The Great Bedfordians gallery celebrates the contributions of men and women from Bedford and the surrounding area. Here you will find the stories of well-known people include the non-conformist preacher and author of the Pilgrim’s Progress John Bunyan, the prison reformer John Howard and founder of the Panacea Society Mabel Barltrop. There are also stories for lesser known individuals who have contributed much locally and nationally, including soldier and hot-air balloonist Col. Frederick Burnaby, schoolmistress and Suffragist Amy Walmsley, Sister Fanny Eagles of St. Etheldreda’s orphanage, and the poet Robert Bloomfield. ‘New Bedfordians’, people who have lived and worked here during the 20th century, are also featured, with their stories exploring how Bedfordshire has developed in to the place we know and love today.

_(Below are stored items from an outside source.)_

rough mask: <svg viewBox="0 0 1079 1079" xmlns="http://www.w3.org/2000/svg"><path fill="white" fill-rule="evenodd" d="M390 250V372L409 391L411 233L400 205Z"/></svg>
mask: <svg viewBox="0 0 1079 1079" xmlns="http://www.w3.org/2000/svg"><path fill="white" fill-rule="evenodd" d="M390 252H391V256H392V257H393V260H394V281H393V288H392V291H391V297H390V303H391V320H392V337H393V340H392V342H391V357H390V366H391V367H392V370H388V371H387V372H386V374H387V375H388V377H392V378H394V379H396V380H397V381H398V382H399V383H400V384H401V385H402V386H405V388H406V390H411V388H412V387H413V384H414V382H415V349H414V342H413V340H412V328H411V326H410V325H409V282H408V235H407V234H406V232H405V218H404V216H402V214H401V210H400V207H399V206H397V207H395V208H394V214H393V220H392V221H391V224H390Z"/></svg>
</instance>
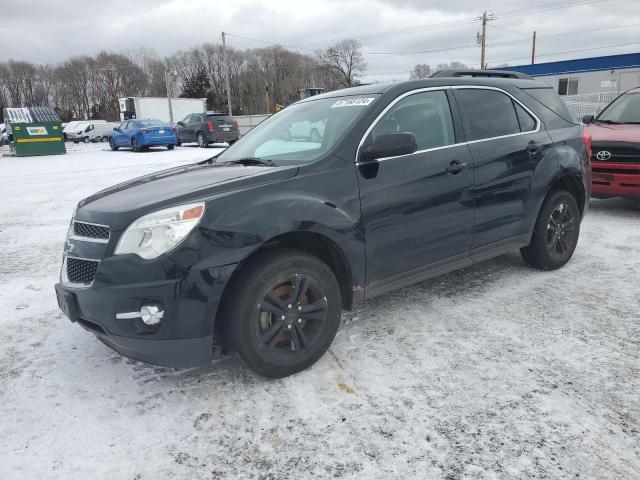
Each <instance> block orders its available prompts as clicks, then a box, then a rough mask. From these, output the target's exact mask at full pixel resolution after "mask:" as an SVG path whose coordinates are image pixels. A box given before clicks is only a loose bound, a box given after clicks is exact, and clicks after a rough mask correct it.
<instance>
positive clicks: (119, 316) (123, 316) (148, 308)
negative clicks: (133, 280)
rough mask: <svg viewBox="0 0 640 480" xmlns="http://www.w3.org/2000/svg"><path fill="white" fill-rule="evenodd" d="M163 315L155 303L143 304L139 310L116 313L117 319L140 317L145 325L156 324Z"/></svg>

Portrait of Colonel Frederick Burnaby (1842-1885) by David Litchfield, 2012
This new gallery explores the origins of our collections and reveals how museums collect. Displays will compare methods of collecting from the latest archaeological research in Bedford, including a recreated excavation of a Bronze Age burial, to the work of the extraordinary amateur Victorian collectors to whom modern methodology owes so much. By displaying previously unseen ethnographic collections, The Higgins will also reveal long-lost stories from Bedford's past.